To safely sequester carbon dioxide (CO2) in the subsurface, it is vital to maintain the injection pressure below the formation breakdown pressure, which is dominantly governed by lithology, principal stresses, and presence of natural fractures. Injecting CO2 at pressures below formation breakdown prevents the creation of injection-induced fractures and associated microseismicity which are undesirable occurrences for CO2 sequestration projects. However, higher injection pressure allows more formation fluids to be displaced, thus enhancing the effective storage capacity of the sequestration zone which benefits CO2 project economics. Leak-off tests are typically conducted with a water-based fluid to determine the breakdown pressure. But, considering the significant dissimilarity in the fluid properties of water and CO2 the resulting breakdown pressure (Pb), failure mechanism and extent of damage can vary. In this study, we investigate how different injectates (CO2 and water) impact rock breakdown pressure and fracturing and the implications for CO2 sequestration.

Multiple true triaxial fracturing tests were performed on 2.5% KCl brine saturated samples using CO2 and water. The tests were done on CO2 non-/exposed samples which were cylindrical with dimensions of 4” in diameter and 5.5” in length. Samples with different petrophysical and elastic properties were used. The injection pressure and acoustic emissions were simultaneously recorded in real time. We mounted an array of sixteen (16) 1 MHz piezoelectric transducers around the samples to capture acoustic emissions (AEs) which were used to calculate the events’ location, and attributes. After the fracturing tests, we took vertical plugs along the main fracture and measured permeability under confining pressure. We also imaged the fractures using the scanning electron microscope (SEM).

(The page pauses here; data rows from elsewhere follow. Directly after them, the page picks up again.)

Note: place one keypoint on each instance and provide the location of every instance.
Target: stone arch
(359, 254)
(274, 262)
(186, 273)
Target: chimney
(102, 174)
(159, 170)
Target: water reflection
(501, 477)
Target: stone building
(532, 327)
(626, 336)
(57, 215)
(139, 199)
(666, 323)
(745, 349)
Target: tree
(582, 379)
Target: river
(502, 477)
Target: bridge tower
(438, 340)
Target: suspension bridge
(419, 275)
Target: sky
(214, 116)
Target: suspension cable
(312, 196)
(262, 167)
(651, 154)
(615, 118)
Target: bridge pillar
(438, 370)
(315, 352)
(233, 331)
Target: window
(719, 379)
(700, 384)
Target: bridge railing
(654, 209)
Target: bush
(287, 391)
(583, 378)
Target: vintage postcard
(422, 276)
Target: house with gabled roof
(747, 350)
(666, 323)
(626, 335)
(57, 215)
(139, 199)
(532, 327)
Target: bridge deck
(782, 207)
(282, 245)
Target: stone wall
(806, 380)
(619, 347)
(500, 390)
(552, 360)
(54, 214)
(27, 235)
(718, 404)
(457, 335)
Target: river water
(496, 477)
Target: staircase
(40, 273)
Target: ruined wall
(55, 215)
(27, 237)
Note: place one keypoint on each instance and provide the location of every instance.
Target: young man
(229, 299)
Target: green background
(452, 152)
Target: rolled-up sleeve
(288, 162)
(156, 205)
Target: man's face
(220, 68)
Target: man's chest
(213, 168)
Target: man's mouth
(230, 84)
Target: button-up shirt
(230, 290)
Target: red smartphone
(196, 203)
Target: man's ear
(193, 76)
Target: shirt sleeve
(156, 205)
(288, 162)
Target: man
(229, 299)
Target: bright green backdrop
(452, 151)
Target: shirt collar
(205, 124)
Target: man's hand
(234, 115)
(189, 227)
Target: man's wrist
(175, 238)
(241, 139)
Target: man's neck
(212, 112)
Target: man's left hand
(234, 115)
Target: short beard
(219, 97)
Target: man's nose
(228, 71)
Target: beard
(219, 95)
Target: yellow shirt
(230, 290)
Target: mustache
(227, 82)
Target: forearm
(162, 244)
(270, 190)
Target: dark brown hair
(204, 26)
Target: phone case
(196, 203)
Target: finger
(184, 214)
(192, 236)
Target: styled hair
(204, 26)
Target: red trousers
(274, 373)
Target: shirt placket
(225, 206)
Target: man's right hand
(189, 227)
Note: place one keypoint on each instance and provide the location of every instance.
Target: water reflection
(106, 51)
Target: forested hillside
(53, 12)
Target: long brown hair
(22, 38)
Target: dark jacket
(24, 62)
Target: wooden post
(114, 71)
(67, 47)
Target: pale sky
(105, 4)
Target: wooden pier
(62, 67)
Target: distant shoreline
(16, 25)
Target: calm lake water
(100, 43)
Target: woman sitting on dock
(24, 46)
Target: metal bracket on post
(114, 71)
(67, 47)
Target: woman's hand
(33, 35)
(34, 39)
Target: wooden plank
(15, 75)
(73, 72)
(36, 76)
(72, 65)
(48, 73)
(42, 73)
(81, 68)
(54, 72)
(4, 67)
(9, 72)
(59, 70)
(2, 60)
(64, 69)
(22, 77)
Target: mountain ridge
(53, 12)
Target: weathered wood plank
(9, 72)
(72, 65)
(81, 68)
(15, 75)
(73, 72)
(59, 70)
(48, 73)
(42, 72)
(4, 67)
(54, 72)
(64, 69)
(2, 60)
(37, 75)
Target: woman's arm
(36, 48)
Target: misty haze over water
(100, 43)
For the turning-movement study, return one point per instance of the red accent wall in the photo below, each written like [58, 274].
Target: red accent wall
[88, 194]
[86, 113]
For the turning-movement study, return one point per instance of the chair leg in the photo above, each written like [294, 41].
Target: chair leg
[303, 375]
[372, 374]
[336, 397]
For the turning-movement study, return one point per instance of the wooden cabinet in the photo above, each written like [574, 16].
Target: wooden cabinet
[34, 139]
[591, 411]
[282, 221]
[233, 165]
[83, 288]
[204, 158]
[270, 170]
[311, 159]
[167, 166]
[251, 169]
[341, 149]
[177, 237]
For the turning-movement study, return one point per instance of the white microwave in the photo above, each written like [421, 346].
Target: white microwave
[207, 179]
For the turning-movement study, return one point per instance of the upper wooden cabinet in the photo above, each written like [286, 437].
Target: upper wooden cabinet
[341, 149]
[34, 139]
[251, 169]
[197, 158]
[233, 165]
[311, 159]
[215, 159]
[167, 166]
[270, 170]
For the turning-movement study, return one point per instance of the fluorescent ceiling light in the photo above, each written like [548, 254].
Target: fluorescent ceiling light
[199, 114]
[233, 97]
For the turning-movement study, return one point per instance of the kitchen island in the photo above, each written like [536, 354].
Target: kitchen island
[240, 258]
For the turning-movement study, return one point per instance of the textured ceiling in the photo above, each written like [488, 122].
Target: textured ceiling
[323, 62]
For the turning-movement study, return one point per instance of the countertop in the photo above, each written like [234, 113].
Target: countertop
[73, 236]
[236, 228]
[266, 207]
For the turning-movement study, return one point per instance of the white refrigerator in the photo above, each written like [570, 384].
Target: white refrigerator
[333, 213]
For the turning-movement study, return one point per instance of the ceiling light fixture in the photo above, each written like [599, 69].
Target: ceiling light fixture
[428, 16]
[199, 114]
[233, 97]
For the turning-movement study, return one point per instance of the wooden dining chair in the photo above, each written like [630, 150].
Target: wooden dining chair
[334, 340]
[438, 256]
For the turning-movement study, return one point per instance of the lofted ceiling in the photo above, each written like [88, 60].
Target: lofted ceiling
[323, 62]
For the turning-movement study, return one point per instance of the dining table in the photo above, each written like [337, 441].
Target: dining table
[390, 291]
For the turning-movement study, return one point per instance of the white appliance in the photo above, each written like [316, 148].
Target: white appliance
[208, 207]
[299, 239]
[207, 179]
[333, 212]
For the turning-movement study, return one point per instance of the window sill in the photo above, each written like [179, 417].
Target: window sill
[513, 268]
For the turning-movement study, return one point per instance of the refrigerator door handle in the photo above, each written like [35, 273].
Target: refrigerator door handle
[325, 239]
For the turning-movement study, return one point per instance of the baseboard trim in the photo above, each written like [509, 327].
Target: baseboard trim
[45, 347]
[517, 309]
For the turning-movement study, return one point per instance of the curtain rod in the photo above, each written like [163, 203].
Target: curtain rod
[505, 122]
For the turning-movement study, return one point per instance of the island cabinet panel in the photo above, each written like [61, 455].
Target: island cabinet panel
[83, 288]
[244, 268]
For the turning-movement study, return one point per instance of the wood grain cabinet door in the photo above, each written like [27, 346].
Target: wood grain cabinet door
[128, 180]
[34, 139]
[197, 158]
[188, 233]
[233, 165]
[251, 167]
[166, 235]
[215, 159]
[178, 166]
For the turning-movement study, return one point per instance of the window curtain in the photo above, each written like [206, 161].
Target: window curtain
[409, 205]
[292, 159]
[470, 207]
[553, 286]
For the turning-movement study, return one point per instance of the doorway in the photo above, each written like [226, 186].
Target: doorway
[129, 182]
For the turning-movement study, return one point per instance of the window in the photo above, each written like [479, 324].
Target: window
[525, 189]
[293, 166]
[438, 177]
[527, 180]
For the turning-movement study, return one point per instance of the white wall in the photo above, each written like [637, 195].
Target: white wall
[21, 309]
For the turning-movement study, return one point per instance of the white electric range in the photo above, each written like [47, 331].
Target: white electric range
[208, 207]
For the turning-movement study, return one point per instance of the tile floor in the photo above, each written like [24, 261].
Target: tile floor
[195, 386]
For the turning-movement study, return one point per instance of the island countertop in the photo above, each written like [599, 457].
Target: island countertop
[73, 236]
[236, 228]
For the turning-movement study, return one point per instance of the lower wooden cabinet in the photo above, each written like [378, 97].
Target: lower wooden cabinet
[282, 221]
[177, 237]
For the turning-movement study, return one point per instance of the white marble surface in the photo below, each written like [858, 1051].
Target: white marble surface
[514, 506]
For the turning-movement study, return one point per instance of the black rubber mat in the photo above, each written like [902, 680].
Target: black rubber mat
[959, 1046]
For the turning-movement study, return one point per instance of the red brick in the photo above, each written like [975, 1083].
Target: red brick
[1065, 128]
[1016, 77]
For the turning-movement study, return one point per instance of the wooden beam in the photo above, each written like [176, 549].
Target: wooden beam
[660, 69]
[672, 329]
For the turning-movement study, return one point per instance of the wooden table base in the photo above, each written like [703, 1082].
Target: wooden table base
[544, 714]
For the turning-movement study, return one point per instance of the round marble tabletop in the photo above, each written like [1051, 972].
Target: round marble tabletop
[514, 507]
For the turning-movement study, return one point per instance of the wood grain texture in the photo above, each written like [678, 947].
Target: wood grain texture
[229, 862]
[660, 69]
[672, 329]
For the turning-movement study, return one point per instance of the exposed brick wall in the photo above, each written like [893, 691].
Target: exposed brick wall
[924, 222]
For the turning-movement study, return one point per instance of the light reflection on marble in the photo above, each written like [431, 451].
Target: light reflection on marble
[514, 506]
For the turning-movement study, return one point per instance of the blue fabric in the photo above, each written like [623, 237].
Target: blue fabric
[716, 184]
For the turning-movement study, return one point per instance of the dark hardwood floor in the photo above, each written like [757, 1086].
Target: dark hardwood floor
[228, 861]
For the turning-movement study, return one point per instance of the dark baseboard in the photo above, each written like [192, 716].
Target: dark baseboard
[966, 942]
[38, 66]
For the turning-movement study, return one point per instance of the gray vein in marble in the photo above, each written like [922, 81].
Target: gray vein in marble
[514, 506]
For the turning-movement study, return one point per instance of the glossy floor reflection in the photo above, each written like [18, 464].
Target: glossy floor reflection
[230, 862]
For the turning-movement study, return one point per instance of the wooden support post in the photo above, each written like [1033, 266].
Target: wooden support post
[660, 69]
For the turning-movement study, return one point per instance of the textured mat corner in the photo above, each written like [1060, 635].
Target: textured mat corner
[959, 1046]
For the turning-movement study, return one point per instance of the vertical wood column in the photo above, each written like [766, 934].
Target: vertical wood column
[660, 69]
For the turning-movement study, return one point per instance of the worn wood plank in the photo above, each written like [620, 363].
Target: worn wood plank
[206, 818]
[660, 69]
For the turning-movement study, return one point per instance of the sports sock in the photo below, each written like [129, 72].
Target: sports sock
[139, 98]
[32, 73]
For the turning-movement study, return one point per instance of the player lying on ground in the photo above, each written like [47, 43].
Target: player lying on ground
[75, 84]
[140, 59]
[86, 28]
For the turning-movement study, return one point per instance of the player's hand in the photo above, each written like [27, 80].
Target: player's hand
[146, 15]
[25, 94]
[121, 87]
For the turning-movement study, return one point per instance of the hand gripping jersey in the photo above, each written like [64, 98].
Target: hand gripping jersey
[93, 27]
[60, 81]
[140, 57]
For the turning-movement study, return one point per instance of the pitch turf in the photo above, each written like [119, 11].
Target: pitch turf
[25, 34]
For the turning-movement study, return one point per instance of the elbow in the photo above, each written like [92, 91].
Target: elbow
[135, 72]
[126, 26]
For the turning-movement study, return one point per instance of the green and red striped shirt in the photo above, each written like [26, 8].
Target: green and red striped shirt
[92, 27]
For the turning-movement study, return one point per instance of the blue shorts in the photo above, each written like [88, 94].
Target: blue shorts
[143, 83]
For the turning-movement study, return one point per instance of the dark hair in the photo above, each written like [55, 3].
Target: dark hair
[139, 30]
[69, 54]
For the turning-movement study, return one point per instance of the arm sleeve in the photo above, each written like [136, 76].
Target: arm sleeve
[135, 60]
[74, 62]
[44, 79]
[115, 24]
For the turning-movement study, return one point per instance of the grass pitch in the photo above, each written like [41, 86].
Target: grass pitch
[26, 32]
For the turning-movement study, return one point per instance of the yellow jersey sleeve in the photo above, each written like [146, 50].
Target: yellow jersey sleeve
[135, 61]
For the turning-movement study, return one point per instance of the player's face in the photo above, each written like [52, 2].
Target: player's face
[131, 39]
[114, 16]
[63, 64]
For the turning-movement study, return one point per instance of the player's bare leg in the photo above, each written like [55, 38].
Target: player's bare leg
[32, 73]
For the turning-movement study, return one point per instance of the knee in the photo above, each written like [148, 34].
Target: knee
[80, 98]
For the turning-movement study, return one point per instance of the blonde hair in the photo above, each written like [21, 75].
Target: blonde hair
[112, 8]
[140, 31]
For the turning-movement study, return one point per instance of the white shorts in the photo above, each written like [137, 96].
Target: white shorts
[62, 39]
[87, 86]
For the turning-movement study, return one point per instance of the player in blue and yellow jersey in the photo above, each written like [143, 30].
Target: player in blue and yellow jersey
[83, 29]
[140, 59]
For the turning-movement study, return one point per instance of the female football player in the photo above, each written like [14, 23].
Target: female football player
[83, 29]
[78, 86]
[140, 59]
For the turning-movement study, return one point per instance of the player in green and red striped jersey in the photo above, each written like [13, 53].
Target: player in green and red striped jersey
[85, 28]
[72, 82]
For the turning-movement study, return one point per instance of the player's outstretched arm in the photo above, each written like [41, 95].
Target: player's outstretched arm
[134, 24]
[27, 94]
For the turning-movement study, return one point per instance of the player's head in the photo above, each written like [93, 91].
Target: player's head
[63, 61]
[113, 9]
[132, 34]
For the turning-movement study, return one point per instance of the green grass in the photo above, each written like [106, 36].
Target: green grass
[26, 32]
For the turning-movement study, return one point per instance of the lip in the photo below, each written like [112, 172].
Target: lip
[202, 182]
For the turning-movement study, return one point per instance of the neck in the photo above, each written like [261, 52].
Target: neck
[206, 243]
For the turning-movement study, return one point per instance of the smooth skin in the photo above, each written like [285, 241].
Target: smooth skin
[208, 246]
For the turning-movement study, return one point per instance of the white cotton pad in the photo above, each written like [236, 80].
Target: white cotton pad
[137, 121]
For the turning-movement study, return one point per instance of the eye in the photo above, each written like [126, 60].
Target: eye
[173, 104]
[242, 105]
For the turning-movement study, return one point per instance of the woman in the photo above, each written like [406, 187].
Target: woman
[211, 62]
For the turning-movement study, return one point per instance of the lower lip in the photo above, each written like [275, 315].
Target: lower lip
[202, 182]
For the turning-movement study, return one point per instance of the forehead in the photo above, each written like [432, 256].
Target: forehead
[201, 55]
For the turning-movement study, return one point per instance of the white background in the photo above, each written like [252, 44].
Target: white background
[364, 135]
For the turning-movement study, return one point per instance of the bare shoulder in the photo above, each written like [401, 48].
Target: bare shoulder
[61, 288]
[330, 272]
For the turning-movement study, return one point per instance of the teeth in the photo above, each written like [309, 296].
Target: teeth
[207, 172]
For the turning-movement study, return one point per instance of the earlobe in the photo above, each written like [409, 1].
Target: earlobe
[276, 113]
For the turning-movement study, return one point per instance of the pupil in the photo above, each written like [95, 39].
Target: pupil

For all samples, CO2 reduced Pb noticeably as compared to water. The percentage by which Pb was reduced varied among the different sandstones. Similar Pb was observed for non-exposed and exposed samples fractured with CO2. The permeability of fractures induced by CO2 was consistently one order of magnitude greater than water induced fracture permeability, over the entire range of confining pressure (1000 psi to 4000 psi). Physical examination of the fractured samples revealed that CO2 fracturing created bi-wing fractures that spanned the entire length of samples, whereas fractures generated by water fracturing traversed only half of the sample length. The number of AEs in CO2 fracturing was considerably greater, and the AEs had broader distribution perpendicular to the fracture plane, compared to that of water fracturing. CO2 and water induced AEs had similar moment magnitudes, failure mechanism and frequency. SEM imaging of fractures revealed wider fracture aperture ( 1.4-6 times), several lose grains, rough fracture edges, secondary branching, and regions of intense microcracking in fractures created by CO2 injection than by water injection.

Based on the experimental results, we have observed that fracturing with CO2 occurs at a lower breakdown pressure; therefore, the Pb estimated from leak-off test (using a water based fluid) would be an overestimation of the actual Pb of the formation. Similarity in breakdown pressure of exposed and non-exposed quartz rich rocks means that the geomechanical response of a predominantly quartz rich formation during and before CO2 injection will likely remain similar. The lower breakdown pressure could be attributed to the lower viscosity and greater percolation ability of CO2, enabling it to reach pores and crack tips more easily to promote crack propagation. CO2 fracturing results in larger damage in both fracture propagation extent and permeability due to the sudden expansion of CO2, which releases energy to further the crack extension. Consequently, generated fractures can propagate over longer distances vertically which can potentially compromise the integrity of the seal above and below the storage zone. They also have greater transmissivity and thus could facilitate CO2 leakage by providing a pathway for migration. Therefore, precise knowledge of the formation's Pb during CO2 injection is essential for optimizing injectivity which consequently will promote accurate project economic evaluation and environmental protection. But the comparability between magnitudes, focal mechanism and frequency of acoustic emissions induced by water and CO2 injection means that lessons can be learnt from the abundant experience of conventional water injection. Laboratory measurements provide a controlled means to ascertain the true Pb and other geomechanical responses to CO2 injection. In terms of reservoir stimulation, CO2 as a fracturing fluid has the potential to lower operations cost, increase production, and minimize environmental impacts.